A: I think today it's different today. There's so much celebrity -- up today and down tomorrow. There’s a lot of volatility in the relationship. People like to see celebrities go up, because then they can feel better when they are inevitably on their way down. They get caught in a scandal and they get divorced or whatever. It sort of makes you feel better about your own life. I don't think it's a healthy part of the culture right now.
Q: You wrote a book about Michael Jordan, who is a world-wide celebrity. Have you been charged with any hypocrisy for exploiting his celebrity?
A: I tried to write a book to understand the phenomenon of what made him. In fact, the book is a study of the phenomenon of celebrity -- why did this guy become the most famous athlete in the world? The book got very good reviews for precisely that reason -- trying to explain that phenomenon.
Q: Of all you books, which was the hardest to write or report?
A: "The Reckoning" was hard, because it was about industrial decline and it took me to Japan, and that's a very hard place to work. But it goes with the territory. "The Best and the Brightest" was done as a book of passion when I was a young man. I knew that Vietnam was not going to work and I wanted to know how and why it had happened. So I was driven by a kind of almost personal passion on that. "The Reckoning" was harder.
Q: Are there any of your books you'd like to fix up or re-write?
A: They are what they are, they're there. I'm rather happy with them.
Q: What's the dumbest thing you wrote?
A: Give me about 24 hours to think about it. I just don't know. You could call my wife. She could give you a long list. Generally, I've been pretty lucky. I work hard. I've been very lucky in having good commercial success and critical success. They’re not often found together.
Q: Was it Vanity Fair who called you "The Moses of American Journalism."
A: Russ Baker or somebody said that. I watch out for that stuff because if you start believing it, you're a bigger pain in the ass to your family than you already are.
Q: What makes a good journalist?
A: I think passion, curiosity, a desire to learn, wiliness to work hard, energy levels, instincts for stories.
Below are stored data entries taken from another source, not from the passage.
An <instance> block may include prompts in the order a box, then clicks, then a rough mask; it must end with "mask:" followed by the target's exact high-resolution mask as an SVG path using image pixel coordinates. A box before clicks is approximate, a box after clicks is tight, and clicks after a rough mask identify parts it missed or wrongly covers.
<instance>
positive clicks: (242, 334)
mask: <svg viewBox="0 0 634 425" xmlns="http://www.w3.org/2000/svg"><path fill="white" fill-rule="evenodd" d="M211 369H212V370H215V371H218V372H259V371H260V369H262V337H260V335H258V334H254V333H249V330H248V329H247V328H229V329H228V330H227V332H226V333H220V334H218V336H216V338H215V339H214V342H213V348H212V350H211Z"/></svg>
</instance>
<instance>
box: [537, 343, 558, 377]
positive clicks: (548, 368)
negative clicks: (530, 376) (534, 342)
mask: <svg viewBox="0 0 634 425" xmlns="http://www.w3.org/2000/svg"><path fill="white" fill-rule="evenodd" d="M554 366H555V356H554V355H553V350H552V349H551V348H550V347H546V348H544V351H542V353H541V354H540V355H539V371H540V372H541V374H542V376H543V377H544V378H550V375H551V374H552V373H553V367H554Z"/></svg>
It's a lot about instinct.
Q: You next book is about what?
A: I'm doing a book on what Bosnia and Kosovo tell us about ourselves. About foreign policy in the post-Cold War.
Q: That's almost a full circle for you, then?
A: My wife thinks of it as a baby "Best and Brightest."
Q: Who was your ‘Person of the 20th Century’?
A: I really hated the century and millennium lists. Obviously, in some ways, politically, it is a tie between Roosevelt and Churchill in saving the West as we know it.
In a broader sense, in America it is a combination of Roosevelt and Henry Ford. He gave us this new, more dynamic society. Mass production really brought us a new kind of capitalism and one that would inevitably be more benign, where the worker was able to become a consumer.
But Roosevelt's important in that too, because he helped adjudicate the rules of the workplace, so there was a balance between workers’ right and owners’ rights. I think that's a very important change in world capitalism.
Q: Are you optimistic about the next 100 years?
A: Yeah. Had we be standing and talking 100 years ago, we would not have foreseen the rise of Hitler, the rise of Stalin, the tragedy of a World War where the British generals were like donkeys and the British soldiers were like lions and half of the manhood of Europe was expended in stupid battles. And we would not have seen the rise of nazism and the rise of communism.
So one ought to go about predictions 100 years later with some degree of modesty -- knowing that 100 years ago we would have gotten almost all the main things wrong. But to the degree that there's a lot of energy and strength and positive force in America, one ought to be relatively optimistic at this point.